Is there a better way (e.g. with callstacks) to measure physical memory
growth for a process?

cheers,
  Benjamin

PS:
 Here is some measurement with a leaky toy program. It uses a 1GB zero-filled
 file and drops file system caches prior to the measurement to encourage
 major page faults for the first mapping only. Does not work at all:
-----
$ gcc -O0 mmap_faults.c
$ fallocate -z -l $((1<<30)) 1gb_of_garbage.dat 
$ sudo sysctl -w vm.drop_caches=3
vm.drop_caches = 3
$ perf stat -eminor-faults,major-faults ./a.out

 Performance counter stats for './a.out':

            327,726      minor-faults                                                
                  1      major-faults
$ cat mmap_faults.c
#include <fcntl.h>
#include <sys/mman.h>
#include <unistd.h>

#define numMaps 20
#define length 1u<<30
#define path "1gb_of_garbage.dat"

int main()
{
  int sum = 0;
  for ( int j = 0; j < numMaps; ++j ) 
  { 
    const char *result =
      (const char*)mmap( NULL, length, PROT_READ, MAP_PRIVATE,
          open( path, O_RDONLY ), 0 );

    for ( int i = 0; i < length; i += 4096 ) 
      sum += result[ i ];
  } 
  return sum;
}
-----
Shouldn't I see ~5 Million page faults (20GB/4K)? 
Shouldn't I see more major page faults?
Same thing when garbage-file is filled from /dev/urandom
Even weirder when MAP_POPULATE'ing the file

^ permalink raw reply	[flat|nested] 6+ messages in thread

* Re: How to sample memory usage cheaply?
  2017-03-30 20:04 How to sample memory usage cheaply?
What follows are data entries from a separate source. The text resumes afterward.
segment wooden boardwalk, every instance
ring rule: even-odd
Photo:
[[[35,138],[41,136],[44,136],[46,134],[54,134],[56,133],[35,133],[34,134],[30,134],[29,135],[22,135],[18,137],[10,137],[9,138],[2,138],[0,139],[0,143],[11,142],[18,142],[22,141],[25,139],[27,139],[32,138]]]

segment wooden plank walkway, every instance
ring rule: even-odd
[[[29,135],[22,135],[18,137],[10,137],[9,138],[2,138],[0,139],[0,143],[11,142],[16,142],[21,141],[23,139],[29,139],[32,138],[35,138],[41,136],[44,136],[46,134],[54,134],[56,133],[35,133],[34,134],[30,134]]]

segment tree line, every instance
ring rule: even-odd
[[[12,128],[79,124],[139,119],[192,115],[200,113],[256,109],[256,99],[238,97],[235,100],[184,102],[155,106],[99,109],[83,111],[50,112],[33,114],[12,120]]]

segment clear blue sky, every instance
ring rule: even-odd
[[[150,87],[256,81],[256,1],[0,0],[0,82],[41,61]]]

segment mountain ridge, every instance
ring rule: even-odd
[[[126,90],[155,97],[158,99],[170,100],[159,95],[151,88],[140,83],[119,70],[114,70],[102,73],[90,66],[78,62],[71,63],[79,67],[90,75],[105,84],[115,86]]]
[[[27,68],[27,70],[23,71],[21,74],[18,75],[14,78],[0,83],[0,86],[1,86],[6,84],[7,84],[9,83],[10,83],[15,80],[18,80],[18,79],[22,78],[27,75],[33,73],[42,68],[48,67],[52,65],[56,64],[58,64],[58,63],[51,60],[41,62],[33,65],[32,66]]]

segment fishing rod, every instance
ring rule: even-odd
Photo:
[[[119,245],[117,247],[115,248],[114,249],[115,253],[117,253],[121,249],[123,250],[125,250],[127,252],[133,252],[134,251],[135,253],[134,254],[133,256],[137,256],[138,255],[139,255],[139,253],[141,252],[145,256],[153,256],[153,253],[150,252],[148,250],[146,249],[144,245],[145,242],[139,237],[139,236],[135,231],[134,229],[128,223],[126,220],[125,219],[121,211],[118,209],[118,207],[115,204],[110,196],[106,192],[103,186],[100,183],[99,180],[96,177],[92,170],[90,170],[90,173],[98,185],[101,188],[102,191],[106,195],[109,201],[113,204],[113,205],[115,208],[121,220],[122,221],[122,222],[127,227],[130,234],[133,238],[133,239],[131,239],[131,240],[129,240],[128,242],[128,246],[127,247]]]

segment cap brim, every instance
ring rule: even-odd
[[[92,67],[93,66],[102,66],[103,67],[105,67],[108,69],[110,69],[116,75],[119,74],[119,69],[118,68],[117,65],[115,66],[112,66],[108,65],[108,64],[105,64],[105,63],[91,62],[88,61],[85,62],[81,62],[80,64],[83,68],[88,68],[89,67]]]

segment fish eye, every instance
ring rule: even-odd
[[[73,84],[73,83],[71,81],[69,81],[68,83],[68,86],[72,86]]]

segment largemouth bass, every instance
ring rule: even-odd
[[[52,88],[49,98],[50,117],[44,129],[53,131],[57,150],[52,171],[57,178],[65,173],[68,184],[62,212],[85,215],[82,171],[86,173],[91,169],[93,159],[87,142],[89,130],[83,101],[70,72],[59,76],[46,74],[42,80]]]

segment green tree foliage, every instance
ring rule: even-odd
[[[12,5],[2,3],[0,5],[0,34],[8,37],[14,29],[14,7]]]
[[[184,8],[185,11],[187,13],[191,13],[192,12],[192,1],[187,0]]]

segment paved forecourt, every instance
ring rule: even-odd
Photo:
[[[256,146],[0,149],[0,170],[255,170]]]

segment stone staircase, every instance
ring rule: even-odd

Benjamin King
@ 2017-03-31 12:06 ` Milian Wolff
  2017-04-01  7:41   ` Benjamin King
  2017-04-03 19:09 ` Benjamin King
  1 sibling, 1 reply; 6+ messages in thread
From: Milian Wolff @ 2017-03-31 12:06 UTC (permalink / raw)
  To: Benjamin King; +Cc: linux-perf-users

[-- Attachment #1: Type: text/plain, Size: 3688 bytes --]

On Donnerstag, 30. März 2017 22:04:04 CEST Benjamin King wrote:
> Hi,
> 
> I'd like to get a big picture of where a memory hogging process uses
> physical memory. I'm interested in call graphs, but in terms of Brendans
> treatise (http://www.brendangregg.com/FlameGraphs/memoryflamegraphs.html),
> I'd love to analyze page faults a bit before continuing with the more
> expensive tracing of malloc and friends.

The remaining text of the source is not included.